Cindy and Pat Morales are second generation Raytowners. They have made their home in Raytown and are raising their family here. Pat owns and operates a private Raytown business.
All is well in the Morales household except for one thing. The city has allowed a commercial property owner that adjoins their home on the east side, to literally dump storm water into their back yard.
Cindy Morales checked the City Code of Ordinances and found the following section.
Sec. 50-16. - Control of stormwater drainage.
All development shall control any storm water drainage that is created as the result of any development of the property according to adopted city standards currently maintained by the community development and public affairs director.
This section of the city’s code is very clear. It means the owner of a covered surface, like a parking lot, has the responsibility to keep the storm water from flooding property owners downstream of the paved surface. The most common way to meet this requirement is to retain the water on the surface so that it is metered out of (for instance) a parking lot into the storm sewer to carry of the water without harming adjoining properties.
It is why you see large commercial curbs on parking lots, concrete retention basins, or grass covered swales built to hold storm water runoff in heavy rains.

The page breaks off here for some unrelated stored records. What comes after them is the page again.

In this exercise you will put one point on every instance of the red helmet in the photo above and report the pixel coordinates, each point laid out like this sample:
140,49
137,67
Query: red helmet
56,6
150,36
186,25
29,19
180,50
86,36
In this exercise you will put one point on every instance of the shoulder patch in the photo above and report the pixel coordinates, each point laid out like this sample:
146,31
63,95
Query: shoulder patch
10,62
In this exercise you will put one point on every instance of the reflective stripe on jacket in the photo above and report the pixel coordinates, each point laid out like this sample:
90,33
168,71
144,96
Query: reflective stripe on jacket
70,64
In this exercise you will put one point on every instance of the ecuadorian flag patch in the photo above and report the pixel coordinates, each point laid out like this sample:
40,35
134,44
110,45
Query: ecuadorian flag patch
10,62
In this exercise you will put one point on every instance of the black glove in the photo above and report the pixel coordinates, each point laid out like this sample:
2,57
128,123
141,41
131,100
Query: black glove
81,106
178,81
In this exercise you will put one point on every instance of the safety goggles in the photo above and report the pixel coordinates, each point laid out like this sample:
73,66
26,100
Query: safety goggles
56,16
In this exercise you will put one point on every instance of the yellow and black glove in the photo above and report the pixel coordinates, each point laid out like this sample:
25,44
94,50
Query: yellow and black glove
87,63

In the Morales situation the city allowed the property owner to pave the area up to Morales property without any way of stopping the storm water from flooding into the Morales back yard during heavy rains.

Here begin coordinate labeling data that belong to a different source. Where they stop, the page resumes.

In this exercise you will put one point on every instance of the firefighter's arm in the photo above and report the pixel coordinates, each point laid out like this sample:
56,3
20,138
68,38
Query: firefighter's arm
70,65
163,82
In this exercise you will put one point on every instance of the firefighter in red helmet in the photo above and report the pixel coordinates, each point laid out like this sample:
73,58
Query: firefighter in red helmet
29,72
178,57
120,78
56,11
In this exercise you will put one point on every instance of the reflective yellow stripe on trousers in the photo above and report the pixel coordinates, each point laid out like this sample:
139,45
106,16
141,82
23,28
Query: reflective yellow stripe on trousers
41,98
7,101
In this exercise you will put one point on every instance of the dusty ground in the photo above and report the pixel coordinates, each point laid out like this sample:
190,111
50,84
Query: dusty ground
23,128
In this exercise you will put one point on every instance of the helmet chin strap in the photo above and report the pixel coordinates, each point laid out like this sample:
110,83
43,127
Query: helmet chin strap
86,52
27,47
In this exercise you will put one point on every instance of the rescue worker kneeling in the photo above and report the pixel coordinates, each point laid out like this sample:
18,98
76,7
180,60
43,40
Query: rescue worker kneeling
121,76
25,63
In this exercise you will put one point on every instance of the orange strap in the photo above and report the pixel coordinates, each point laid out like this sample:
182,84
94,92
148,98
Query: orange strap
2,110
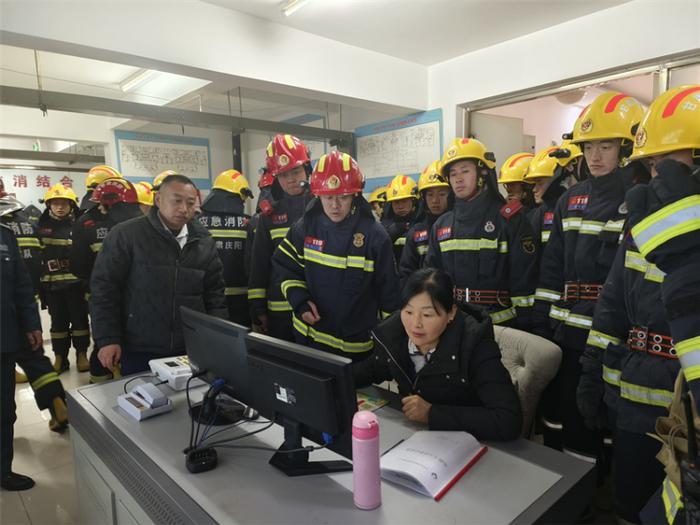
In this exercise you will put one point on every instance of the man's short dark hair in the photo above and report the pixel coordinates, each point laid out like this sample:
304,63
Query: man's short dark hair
176,178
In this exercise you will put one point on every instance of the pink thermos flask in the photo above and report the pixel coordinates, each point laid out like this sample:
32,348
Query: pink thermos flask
367,489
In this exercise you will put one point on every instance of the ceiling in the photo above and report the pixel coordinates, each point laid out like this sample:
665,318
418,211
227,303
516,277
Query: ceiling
422,31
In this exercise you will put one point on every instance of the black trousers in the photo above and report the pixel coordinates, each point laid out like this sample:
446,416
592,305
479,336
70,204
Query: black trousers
39,371
69,319
8,409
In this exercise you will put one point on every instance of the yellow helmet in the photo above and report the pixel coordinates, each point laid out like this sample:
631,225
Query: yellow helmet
514,168
59,191
98,174
671,124
401,187
432,177
144,191
377,195
465,148
158,180
610,116
233,181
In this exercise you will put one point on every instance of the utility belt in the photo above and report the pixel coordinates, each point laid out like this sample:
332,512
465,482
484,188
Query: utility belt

“Before they did the improvements they had some curbs in place to keep the water off our property,” said Cindy Morales.
“When they repaired their parking lot, city engineers did not require the property owner next door to build adequate curbing to divert the water to the storm drainage ditch between our properties,” she continued, “so now all of the storm water drains directly into our back yard.”
Mrs. Morales has not received an adequate answer from city officials as to why the city’s code of ordinances is being ignored by the engineers in the Public Works Department.

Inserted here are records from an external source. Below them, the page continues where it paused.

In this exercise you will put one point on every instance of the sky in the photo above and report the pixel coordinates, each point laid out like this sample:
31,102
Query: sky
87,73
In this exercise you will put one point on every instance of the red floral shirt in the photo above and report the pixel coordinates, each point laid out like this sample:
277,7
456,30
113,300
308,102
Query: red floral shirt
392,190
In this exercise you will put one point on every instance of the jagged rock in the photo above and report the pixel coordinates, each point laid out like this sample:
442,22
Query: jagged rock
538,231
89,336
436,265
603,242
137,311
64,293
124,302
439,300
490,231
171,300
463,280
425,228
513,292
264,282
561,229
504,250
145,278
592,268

“I mean,” she said, “certainly they have to know that water runs downhill. By allowing the property to owner to the east of us to make changes to his property that floods our property, does not make sense.”
To make matters worse, a large sinkhole has developed in the newly paved surface. The Morales’s are concerned the resulting underground flooding will further undermine their property.
Cindy and Pat Morales are the victims of bureaucratic red tape. They did not ask their neighbor to remove curbs that kept water from flooding their back yard. In the winter time, the curbs also offered a degree of safety from snow plows dumping snow on their chain link fence that divides the property.
The city ordinance is very clear in a resolution to the problem. From our point of view the city should enforce the ordinance and have the property owner put curbs on property to divert storm water runoff from flooding the Morales property.
State House Race Heats Up
The five way race to become the Democratic candidate for the 28th District representing the Raytown area is starting to heat up.
We have heard, but not been able to substantiate, allegations of misinformation being spread by one candidate who is taking credit for projects in the Raytown area that are, quite frankly, very hard to qualify.
That being said, it is appropriate that we straighten out what we do know to be true.
The most visible candidate we are aware of is Jerome Barnes. He has a smattering of signs dotting Raytown neighborhoods. No doubt his door to door campaign is paying off.
Barnes is currently serving his second term on the Raytown School Board.
There is some confusion over the status of one candidate. Ward 2 Alderman Jim Aziere is making his third attempt to be elected to the Missouri House of Representatives. The big difference this time is that he is running as a Democrat. Aziere has run twice before as a Republican. He also served as a Jackson County Republican Committeeman.
Former Raytown Alderman Pat Riehle is also making his third attempt for the open seat on the State Legislature. In his first attempt he was removed from the ballot for not making a timely filing of required reports. He was defeated by Tom McDonald (who cannot run for re-election due to term limits) two years ago. Like Barnes, Riehle has been seen campaigning in Raytown precincts.
Diane Krizek and Josh Greene round out the list of candidates. Both are running ads in the local newspapers.
On the Republican side, Ward 4 Alderman Bill VanBuskirk, who does not have an opponent in the Republican primary, has been seen campaigning door to door in area Raytown neighborhoods.